Americans are not the first to devise a constitution calling for the separation of powers. The Torah too legislated institutionalized checks and balances — but with an interesting twist.
In keeping with antiquity, the executive branch was a monarchy, but in Israel’s case, a limited monarchy, a king who was subject to the rule of law, and chosen from among the people (Deut. 17:15) — lest he rule with no empathy for the ruled. Also, he could not use his position to amass excessive wealth, especially horses — what we would call his own private militia, a natural proclivity of kings, says Ramban. Kings had to maintain their own written reminder of these limitations (17:18-19), which, says the Talmud (San. 21a), they were to carry with them wherever they went.
Ancient Israel had yet to envision a democratically elected legislature, but its priestly class was a legislature of sorts; it could not actually vote in new laws (as we do) because the Torah was assumed to have all the laws the people needed. But priests could “interpret” old laws to get new ones, a practice the Rabbis extended, with their doctrine of an “oral Torah” that supplemented the written one. Like the king, priests too were hemmed in by limitations: having no landed patrimony of their own, they were supported by, and dependent on, the Temple offerings brought by the people (18:1).

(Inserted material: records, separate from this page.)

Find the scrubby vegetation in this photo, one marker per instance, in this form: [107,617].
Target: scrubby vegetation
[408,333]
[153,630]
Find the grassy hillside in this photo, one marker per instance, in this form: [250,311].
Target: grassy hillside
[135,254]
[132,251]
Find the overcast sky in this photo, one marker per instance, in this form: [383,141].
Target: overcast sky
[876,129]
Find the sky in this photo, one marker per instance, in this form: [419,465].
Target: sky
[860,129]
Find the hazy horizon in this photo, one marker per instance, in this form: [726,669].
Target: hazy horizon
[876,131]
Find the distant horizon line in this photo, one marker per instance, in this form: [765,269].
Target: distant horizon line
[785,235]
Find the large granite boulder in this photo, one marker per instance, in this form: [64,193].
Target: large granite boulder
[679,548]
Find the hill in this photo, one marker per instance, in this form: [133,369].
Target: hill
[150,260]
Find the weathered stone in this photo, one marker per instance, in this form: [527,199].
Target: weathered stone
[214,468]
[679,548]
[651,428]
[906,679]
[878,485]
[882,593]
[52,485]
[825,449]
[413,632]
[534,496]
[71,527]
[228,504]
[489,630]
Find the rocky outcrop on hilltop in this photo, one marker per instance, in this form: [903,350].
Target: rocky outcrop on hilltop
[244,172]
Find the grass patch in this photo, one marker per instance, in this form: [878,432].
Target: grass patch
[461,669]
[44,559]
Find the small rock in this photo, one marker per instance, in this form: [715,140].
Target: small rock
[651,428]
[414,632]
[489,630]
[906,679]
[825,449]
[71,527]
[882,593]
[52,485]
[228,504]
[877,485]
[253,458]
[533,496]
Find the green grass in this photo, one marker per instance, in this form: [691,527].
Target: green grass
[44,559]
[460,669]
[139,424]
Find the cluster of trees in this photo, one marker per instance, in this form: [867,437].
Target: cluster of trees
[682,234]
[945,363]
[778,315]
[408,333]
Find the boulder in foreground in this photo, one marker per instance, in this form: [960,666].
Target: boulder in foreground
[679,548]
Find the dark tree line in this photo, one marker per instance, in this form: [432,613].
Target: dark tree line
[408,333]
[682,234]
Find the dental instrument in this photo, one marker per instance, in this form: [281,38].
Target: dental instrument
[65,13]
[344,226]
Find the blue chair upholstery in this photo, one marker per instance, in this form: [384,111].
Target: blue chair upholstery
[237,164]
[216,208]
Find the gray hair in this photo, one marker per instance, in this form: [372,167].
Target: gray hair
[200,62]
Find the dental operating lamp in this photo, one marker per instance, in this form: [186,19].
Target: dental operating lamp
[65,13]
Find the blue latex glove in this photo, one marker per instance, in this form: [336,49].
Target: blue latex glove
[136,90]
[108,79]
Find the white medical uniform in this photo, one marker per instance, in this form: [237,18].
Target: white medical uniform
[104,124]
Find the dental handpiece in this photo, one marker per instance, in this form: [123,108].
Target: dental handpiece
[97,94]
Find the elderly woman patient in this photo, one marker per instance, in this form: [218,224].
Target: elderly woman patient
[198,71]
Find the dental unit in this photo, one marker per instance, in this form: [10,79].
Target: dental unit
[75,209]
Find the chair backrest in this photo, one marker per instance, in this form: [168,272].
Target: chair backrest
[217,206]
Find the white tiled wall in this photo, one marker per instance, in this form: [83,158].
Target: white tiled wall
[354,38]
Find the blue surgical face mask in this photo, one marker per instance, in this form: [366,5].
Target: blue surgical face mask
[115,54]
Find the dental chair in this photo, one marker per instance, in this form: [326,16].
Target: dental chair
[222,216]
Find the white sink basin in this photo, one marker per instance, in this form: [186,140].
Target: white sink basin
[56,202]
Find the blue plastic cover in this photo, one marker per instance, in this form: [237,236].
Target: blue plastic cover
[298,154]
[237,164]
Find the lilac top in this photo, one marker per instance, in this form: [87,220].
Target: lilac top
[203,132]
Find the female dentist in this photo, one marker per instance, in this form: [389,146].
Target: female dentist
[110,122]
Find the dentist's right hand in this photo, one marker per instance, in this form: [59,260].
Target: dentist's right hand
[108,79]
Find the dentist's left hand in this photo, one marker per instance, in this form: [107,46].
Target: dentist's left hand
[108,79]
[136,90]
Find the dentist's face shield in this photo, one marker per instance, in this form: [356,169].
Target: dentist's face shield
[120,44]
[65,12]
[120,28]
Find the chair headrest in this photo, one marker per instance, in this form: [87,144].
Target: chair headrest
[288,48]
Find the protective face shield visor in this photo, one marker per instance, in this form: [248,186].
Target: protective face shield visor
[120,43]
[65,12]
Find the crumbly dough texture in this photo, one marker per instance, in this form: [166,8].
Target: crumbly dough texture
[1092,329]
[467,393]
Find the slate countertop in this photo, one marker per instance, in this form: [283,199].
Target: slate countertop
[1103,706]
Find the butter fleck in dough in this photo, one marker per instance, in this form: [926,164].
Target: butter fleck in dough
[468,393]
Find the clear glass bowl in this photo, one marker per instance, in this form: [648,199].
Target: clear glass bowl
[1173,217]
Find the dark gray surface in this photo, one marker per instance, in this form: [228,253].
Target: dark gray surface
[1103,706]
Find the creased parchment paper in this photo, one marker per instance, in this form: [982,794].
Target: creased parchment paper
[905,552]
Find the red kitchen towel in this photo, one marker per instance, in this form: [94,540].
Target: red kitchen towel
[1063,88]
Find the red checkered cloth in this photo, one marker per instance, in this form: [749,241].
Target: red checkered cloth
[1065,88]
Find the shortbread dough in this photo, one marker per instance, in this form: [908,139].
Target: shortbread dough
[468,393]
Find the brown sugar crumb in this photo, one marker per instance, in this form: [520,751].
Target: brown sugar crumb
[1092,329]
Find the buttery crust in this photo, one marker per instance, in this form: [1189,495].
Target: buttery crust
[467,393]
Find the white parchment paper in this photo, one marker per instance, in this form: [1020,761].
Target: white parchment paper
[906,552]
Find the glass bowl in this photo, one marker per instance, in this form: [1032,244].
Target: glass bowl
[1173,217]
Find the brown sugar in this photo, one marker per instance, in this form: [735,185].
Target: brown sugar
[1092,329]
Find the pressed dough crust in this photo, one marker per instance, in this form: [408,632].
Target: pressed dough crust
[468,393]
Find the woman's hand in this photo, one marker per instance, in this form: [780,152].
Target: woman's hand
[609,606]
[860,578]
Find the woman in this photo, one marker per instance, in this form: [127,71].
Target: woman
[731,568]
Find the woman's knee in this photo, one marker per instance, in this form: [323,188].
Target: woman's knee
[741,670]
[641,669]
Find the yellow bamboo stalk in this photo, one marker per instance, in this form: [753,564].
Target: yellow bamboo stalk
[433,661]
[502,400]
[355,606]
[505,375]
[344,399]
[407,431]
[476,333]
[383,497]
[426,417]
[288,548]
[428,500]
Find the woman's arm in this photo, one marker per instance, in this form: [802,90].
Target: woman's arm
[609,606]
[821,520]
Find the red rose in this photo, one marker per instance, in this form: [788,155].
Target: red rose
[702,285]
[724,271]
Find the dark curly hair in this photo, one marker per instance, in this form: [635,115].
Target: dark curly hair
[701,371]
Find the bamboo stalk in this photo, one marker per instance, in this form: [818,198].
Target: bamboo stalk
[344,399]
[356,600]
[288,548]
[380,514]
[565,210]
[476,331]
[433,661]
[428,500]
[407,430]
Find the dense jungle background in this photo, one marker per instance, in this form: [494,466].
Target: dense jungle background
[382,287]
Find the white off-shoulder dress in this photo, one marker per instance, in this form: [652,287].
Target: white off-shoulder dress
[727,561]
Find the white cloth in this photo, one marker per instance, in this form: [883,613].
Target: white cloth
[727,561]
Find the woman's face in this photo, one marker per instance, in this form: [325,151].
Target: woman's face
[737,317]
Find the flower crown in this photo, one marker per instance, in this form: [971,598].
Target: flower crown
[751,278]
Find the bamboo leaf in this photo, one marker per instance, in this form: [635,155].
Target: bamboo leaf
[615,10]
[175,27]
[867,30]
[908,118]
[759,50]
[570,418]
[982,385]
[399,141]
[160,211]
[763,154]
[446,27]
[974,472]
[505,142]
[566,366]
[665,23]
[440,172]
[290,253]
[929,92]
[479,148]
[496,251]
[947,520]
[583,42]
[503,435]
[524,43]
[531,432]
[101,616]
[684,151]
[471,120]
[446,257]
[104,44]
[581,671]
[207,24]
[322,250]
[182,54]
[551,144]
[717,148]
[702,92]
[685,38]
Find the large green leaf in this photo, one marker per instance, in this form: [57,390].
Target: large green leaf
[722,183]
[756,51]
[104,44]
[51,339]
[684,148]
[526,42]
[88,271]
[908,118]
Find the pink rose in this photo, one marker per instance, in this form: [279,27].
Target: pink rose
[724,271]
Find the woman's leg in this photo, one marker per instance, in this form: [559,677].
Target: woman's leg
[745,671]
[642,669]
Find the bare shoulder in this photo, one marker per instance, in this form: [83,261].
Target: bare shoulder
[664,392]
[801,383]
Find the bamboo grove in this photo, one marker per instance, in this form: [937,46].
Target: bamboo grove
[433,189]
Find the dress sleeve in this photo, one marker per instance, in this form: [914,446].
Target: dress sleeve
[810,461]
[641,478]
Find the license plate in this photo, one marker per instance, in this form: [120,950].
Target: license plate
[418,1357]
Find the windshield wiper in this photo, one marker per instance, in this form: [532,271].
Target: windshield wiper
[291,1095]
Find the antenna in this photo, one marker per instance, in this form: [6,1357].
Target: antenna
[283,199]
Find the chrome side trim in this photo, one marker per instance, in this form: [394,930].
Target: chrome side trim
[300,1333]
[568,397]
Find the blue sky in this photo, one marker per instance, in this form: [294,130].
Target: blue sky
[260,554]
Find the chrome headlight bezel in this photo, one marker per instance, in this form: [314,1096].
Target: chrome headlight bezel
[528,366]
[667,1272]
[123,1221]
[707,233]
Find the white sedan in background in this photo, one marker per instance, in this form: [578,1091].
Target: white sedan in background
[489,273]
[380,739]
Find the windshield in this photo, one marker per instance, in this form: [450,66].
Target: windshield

The Torah also demands an independent judiciary with the necessary complement of law-enforcing officials, including police with punitive authority to enforce the law (Rashi, 16:18). Hence this portion’s name (16:18), Shoftim (“Judges”) but, more properly, “Shoftim v’shotrim,” “Judges and officials” — or what the celebrated TV series called “law and order.”
In matters of punishment, however, the people are to appeal to the “judge,” not the “police” (17:9). The judge decides what the police can do — a principle important enough for the Torah to demand it explicitly in every generation (17:9). Worrying about romantics who might bypass the judiciary of their time as being inferior to the judges of “the good old days,” the Torah expressly empowers judges of every era. “They are all we have,” says Rashi. “We must obey them.”
So there you have it, all in this week’s portion: an executive (a king, but chosen from the people, for the people); a legislature (a priesthood, dependent on support from the people they serve); and a judiciary (with attendant police power, but no independent police force that might abuse its power).
Still, even a good system of checks and balances can break down, so we get this “interesting twist”: a fourth element called “prophets.” All ancient people had prophets, but not like Israel’s, individuals who operated outside the system to bring conscience to bear on everyone else. Institutionalized power abhors conscience, however; it prefers the predictability of routinized bureaucracy. So in time, prophecy came to an end: in the commonwealth established after the return from Babylonian exile, the priests and monarch simply declared prophecy over and done with.
The Rabbis too distrusted individuals claiming direct revelation from God. But anticipating history’s need for independent conscience, the Rabbis gave us an alternative to prophets: every single citizen, you and me. They then demanded that the citizenry be informed: hence the centrality of study in Jewish culture.
And finally, the Rabbis demanded responsible exercise of that informed conscience by every single person. When the Torah says, “Establish law and order,” it adds “at your gates” and “for yourself [singular]” (16:18) — leading Sefer Yetsirah to identify “the gates” as the gateways to every person’s senses: our eyes, ears, nose, and mouth. The ultimate gatekeepers of justice are informed citizens, who monitor what is said, heard, seen, and even smelled.
The biblical prophets are gone, leaving every single one of us to take their place. Even the best of governments fail if we do not attune our senses to catch the telltale signs of moral rot right in our own backyard.